3. Expenses of each Fund. Each Fund shall pay all expenses other than those expressly assumed by the Advisor. Expenses payable by the Fund shall include, but are not limited to:
- Fees to the Advisor as provided herein;
- Legal and audit expenses;
- Fees and expenses related to the registration and qualification of the RIC and its shares for distribution under federal and state securities laws;
- Expenses of the administrative services agent, transfer agent, registrar, custodian, fund accounting, dividend disbursing agent and shareholder servicing agent;
- Any telephone charges associated with shareholder servicing or the maintenance of the Funds or RIC;
- Salaries, fees and expenses of Directors and executive officers of the RIC, other than Advisor Employees;
- Taxes and corporate fees levied against the RIC;
- Brokerage commissions and other expenses associated with the purchase and sale of portfolio securities for the RIC;
- Expenses, including interest, of borrowing money;
- Expenses incidental to meetings of the RIC's shareholders and the maintenance of the RIC's organizational existence;
- Expenses of printing stock certificates representing shares of the RIC and expenses of preparing, printing and mailing notices, proxy material, reports to regulatory bodies and reports to shareholders of the RIC;
- Expenses of preparing and typesetting of prospectuses of the RIC;
- Expenses of printing and distributing prospectuses to shareholders of the RIC;
- Association membership dues;
- Insurance premiums for fidelity and other coverage;
- Distribution Plan expenses, as permitted by Rule 12b-1 under the 1940 Act and as approved by the Board; and
- Such other legitimate RIC expenses as the Board of Directors may from time to time determine are properly chargeable to the RIC.

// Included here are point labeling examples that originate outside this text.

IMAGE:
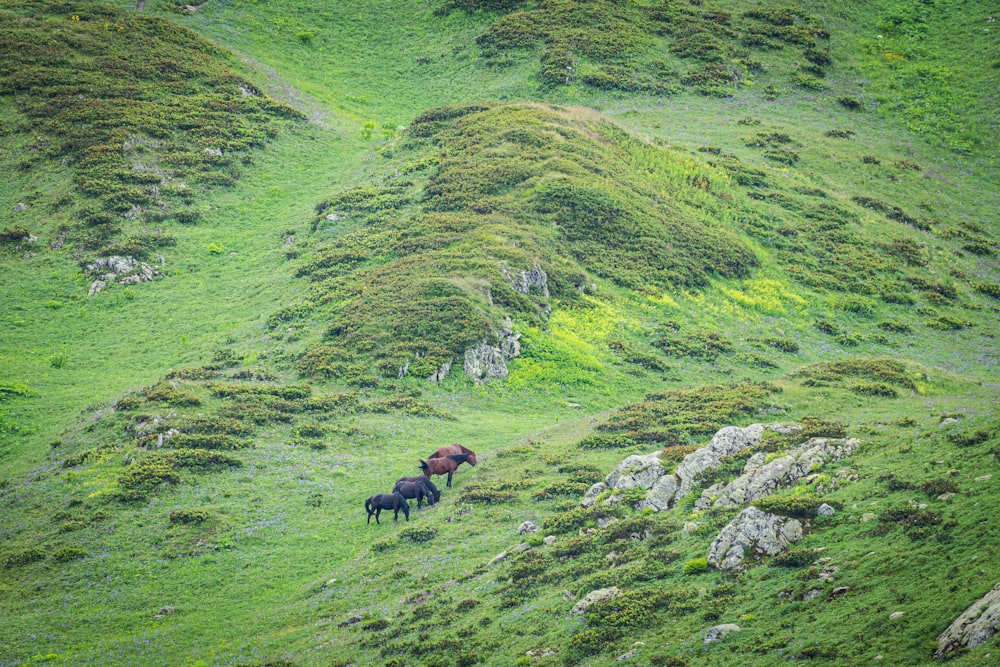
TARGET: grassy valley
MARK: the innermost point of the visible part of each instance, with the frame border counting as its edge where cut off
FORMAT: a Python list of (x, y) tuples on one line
[(260, 259)]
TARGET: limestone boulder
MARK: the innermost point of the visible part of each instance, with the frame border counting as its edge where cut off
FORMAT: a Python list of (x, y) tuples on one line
[(661, 494), (717, 632), (761, 478), (973, 627), (592, 598), (752, 534), (593, 492)]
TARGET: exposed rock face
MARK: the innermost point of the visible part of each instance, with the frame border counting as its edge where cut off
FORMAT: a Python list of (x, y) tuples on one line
[(124, 270), (593, 598), (441, 372), (527, 527), (590, 497), (661, 494), (752, 533), (488, 362), (636, 471), (725, 443), (717, 632), (976, 625), (761, 478), (524, 281)]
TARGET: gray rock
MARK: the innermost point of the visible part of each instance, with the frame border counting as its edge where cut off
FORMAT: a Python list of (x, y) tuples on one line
[(590, 497), (441, 373), (593, 598), (717, 632), (973, 627), (761, 478), (485, 362), (640, 471), (726, 442), (708, 495), (527, 528), (753, 533)]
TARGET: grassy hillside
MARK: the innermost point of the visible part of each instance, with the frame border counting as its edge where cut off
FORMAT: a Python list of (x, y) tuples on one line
[(663, 218)]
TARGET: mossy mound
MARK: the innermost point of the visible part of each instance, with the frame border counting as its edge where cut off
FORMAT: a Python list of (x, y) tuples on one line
[(492, 213), (654, 47), (143, 110)]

4. Compensation of Advisor.
- As compensation for the services rendered and obligations assumed hereunder by the Advisor, the RIC shall pay to the Advisor within ten (10) days after the last day of each calendar month a fee equal on an annualized basis as shown on Schedule A. Any amendment to the Schedule pertaining to any new or existing Fund shall not be deemed to affect the interest of any other Fund and shall not require the approval of the shareholders of any other Fund.
- Such fee shall be computed and accrued daily. Upon termination of this Agreement before the end of any calendar month, the fee for such period shall be prorated. For purposes of calculating the Advisor's fee, the daily value of a Fund's net assets shall be computed by the same method as the Fund uses to compute the value of its net assets in connection with the determination of the net asset value of its shares.

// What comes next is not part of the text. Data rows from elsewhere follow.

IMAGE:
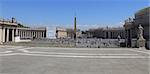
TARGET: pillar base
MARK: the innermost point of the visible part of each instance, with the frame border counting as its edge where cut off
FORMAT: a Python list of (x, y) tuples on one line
[(141, 43)]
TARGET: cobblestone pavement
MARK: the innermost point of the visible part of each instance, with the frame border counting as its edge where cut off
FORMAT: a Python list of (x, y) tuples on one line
[(44, 60)]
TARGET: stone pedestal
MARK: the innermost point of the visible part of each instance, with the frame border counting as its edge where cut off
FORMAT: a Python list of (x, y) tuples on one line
[(141, 43), (141, 40)]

- The Advisor reserves the right (i) to waive all or part of its fee and assume expenses of a Fund and (ii) to make payments to brokers and dealers in consideration of their promotional or administrative services.
5. Activities of the Advisor. The services of the Advisor to the RIC and each Fund hereunder are not to be deemed exclusive, and the Advisor shall be free to render similar services to others. It is understood that Directors and officers of the RIC are or may become interested in the Advisor as stockholders, officers, or otherwise , and that stockholders and officers of the Advisor are or may become similarly interested in the RIC, and that the Advisor may become interested in the RIC as shareholder or otherwise.
6. Use of Names.
- The RIC or any Fund shall not use the name of the Advisor in any prospectus, sales literature or other material relating to the RIC in any manner not approved prior thereto by the Advisor; provided, however, that the Advisor shall approve all uses of its name which merely refer in accurate terms to its appointment hereunder or which are required by the SEC; and, provided, further, that in no event shall such approval be unreasonably withheld. The Advisor shall not use the name of the RIC or any Fund in any material relating to the Advisor in any manner not approved prior thereto by the RIC; provided, however, that the RIC shall approve all uses of its name which merely refer in accurate terms to the appointment of the Advisor hereunder or which are required by the SEC; and, provide, further, that in no event shall such approval be unreasonably withheld.
- The Directors of the RIC acknowledge that, in consideration of the Advisor's assumption of certain expenses of formation of the RIC, the Advisor has reserved for itself the rights to the name "Xxxxxxx Social Index Series, Inc." (or any similar name) and that use by the RIC of such name shall continue only with the continuing consent of the Advisor, which consent may be withdrawn at any time, effective immediately, upon written notice thereof to the RIC.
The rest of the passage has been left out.